И тут вдруг Воробьев понял, что так и не услышал ее ответа. А она его любит? Она хочет быть с ним?
Он все же улыбается ей, глядя на девушку снизу вверх. Она ведь, и правда, так и не ответила ничего на его откровенность. Она приехала, да, но разве это что-то значило? Алексею показалось, что девушка ведет себя скованно. Но, наверное, в том вина алкоголя и того, что они оба в этой странной ситуации. Поэтому он очень осторожно обнимает ее за талию. Прижимается щекой к ее груди и сжимает в своих объятиях. Пусть она его остановит, оттолкнёт — почему-то Воробьев подумал, что эта Кала может сделать что-то подобное, тогда как та, что спала с ним в одной кровати — нет.
Кала вся напрягается, кажется, даже перестаёт дышать. Тяжело сглатывает, но поднимает руку и осторожно касается волос на затылке мужчины. Гладит его по голове, прикрывая глаза, пока он этого не видит, и морщится от внутренней боли.
— Что-то случилось? Ну помимо моей истерики. Прости за это. Я должен был признаться в своих чувствах в иной обстановке.

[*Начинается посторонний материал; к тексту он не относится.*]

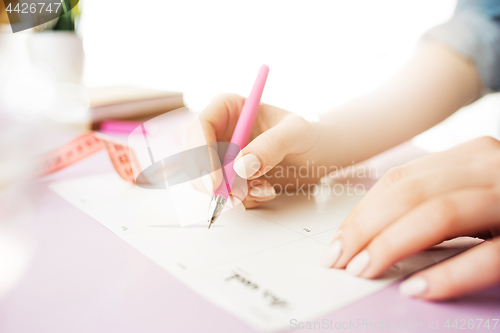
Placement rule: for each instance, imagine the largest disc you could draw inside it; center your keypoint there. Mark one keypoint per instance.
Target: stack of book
(130, 103)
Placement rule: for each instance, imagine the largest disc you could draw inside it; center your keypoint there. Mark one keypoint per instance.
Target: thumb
(293, 135)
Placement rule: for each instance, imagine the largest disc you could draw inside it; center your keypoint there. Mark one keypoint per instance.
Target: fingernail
(413, 286)
(331, 254)
(263, 191)
(208, 182)
(236, 204)
(358, 264)
(247, 166)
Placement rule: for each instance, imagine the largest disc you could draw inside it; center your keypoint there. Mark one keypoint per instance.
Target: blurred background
(321, 54)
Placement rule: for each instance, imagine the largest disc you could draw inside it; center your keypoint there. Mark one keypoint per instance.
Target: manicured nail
(263, 191)
(358, 264)
(413, 286)
(331, 254)
(208, 182)
(247, 166)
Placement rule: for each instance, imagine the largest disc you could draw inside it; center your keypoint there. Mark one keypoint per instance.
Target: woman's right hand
(280, 144)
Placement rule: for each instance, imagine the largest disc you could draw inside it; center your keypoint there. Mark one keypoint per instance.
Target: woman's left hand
(418, 205)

Теперь Алексей снова смотрит на девушку. Он чуть хмурится, слегка бледнеет. Потому, что сердце так бешено колотится. И почему, зачем?
— Все нормально?
Чопра не может ничего ответить. Хочет, но не может. Внезапно ее губы начинают дрожать, в уголках глаз собирается влага. Нет, нет, нет! Только не сейчас!
Но истерзанная нервная система отвечает: «да, сейчас». Девушка не выдерживает прямого взгляда Воробьева и внезапно всхлипывает. Слезы начинают литься буквально градом, словно кто-то вывернул кран на плотную мощность. Лицо Калы искажает гримаса боли, и она, больше не имея сил стоять на ногах, почти валится на колени Алексея, слабо прижимаясь к нему. Словно не имеет на то права.
— Прости, пожалуйста, я сейчас успокоюсь, — она беспомощно хлюпает носом, пока в тихом тоне голоса слышатся истерические нотки. — Вот сейчас.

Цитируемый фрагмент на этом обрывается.